The last week of campaigns used to be frantic, behind the scenes.
In public, right up until the final week, the leaders would make all sorts of promises, many of them expensive, with nary a mention of the spending cuts or tax increases that would be needed to pay for them.
Then, in a ritual as Australian as the stump jump plough, days before the vote the leaders’ treasury spokesman would quietly release pages and pages of costings detailing “savings”, which (astoundingly) almost exactly covered what they were spending, meaning they could declare their promises “fully funded.”
It was a trap for oppositions. Whereas governments seeking re-election could have their savings costed by the enormously well-resourced departments of treasury and finance before campaigns began, oppositions were forced to rely on little-known accounting firms with little background in government budgeting.
The errors, usually not discovered until after people voted, were humiliating.
Costings time was danger time
In 2010, a treasury analysis of the opposition costings prepared by the Coalition’s treasury spokesman Joe Hockey and finance spokesman Andrew Robb found errors including double counting, booking the gains from a privatisation without booking the dividends that would be lost, and purporting to save money by changing a budget convention.
The Gillard government evened the playing field in 2011 by setting up an independent Parliamentary Budget Office to provide oppositions with the same sort of high-quality advice governments got, helping ensure they didn’t make mistakes, and enabling them to publish the advice in the event of disputes.
Ahead of the 2019 election the PBO processed 3,000 requests, most them confidential.
This means you should take with a grain of salt Treasurer Josh Frydenberg’s assertion that Labor has “not put forward one policy for independent costing by treasury or finance” — these days opposition costings are done by the PBO.
But the PBO didn’t end the costings ritual. In fact, it institutionalised it.
The ritual derives from the days when, on taking office, new governments proclaimed themselves alarmed, even shocked, at the size of the deficits they inherited. From Fraser to Hawke to Howard, they used the state of the books they had just seen to justify ditching promises they had just made.
The Charter of Budget Honesty improved things
Howard applied a sort-of science to it, memorably dividing promises into “core” and, by implication, “non-core” in deciding which to ditch.
Then that game stopped. Since 1998, Howard’s Charter of Budget Honesty has required the treasury and department of finance to publicly reveal the state of the books before each election, making “surprise” impractical.

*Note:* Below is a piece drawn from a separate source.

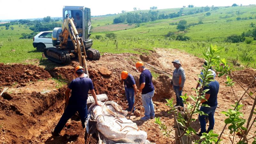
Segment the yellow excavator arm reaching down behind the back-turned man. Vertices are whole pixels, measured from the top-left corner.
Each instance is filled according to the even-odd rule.
[[[79,60],[80,66],[82,66],[85,69],[85,73],[87,74],[87,77],[89,77],[87,63],[86,63],[87,56],[86,56],[83,39],[78,36],[78,32],[73,22],[73,18],[69,18],[67,16],[67,18],[63,22],[62,32],[60,33],[60,44],[56,45],[56,48],[65,49],[68,45],[68,36],[70,37],[73,43],[75,52],[78,54],[78,60]]]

But the legislation that set up the Parliamentary Budget Office entrenched the costings ritual by requiring each major party to hand it a list of its publicly announced policies by 5pm on election eve, in order for it to publish an enduring account of their projected impact on the budget.
Which is why the parties have remained keen to get in early and find savings.

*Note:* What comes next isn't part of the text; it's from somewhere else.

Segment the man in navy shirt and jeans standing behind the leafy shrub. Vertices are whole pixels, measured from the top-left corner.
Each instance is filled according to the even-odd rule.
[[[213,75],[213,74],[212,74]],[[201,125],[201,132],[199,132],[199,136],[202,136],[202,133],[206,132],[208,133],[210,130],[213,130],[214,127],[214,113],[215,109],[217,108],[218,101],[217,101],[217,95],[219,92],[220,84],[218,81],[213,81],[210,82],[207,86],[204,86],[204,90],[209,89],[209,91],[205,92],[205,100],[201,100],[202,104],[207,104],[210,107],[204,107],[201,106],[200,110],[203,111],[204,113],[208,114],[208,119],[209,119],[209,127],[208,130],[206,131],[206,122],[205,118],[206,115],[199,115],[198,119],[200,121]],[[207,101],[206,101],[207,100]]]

Sometimes, savings backfire
In 2016 this led to a human and financial tragedy. Treasurer Scott Morrison announced what came to be called “Robodebt” three days before the election as part of a savings package, designed to to offset spending. It was to save $2 billion.
Five years later in the Federal Court, Justice Bernard Murphy approved the payment of $1.7 billion to 443,000 people he said had been wrongly branded “welfare cheats”, ending what he called a “shameful chapter” in Australia’s history.
The costings document the Coalition released on Tuesday is less dramatic.
It says it will offset $2.3 billion in new spending over four years with a $2.7 billion boost in the efficiency dividend it imposes on departments to restrain spending.
Labor abandons the game
Labor will release its costings on Thursday, and here’s what’s changed. It says it won’t offset its spending.
Shadow Treasurer Jim Chalmers wants to be judged not on the size of spending, but on what the spending is for.
The most important thing here is not whether deficits are a couple of million dollars each year better or worse than the government is proposing. What matters most is the quality of the investments.
He points to the hundreds of millions borrowed to support the economy during the pandemic, the $20 billion he says was spent on companies that didn’t need it, and the $5.5 billion spent on French submarines that now won’t be built.
In sporting parlance, Chalmers has walked away from the field.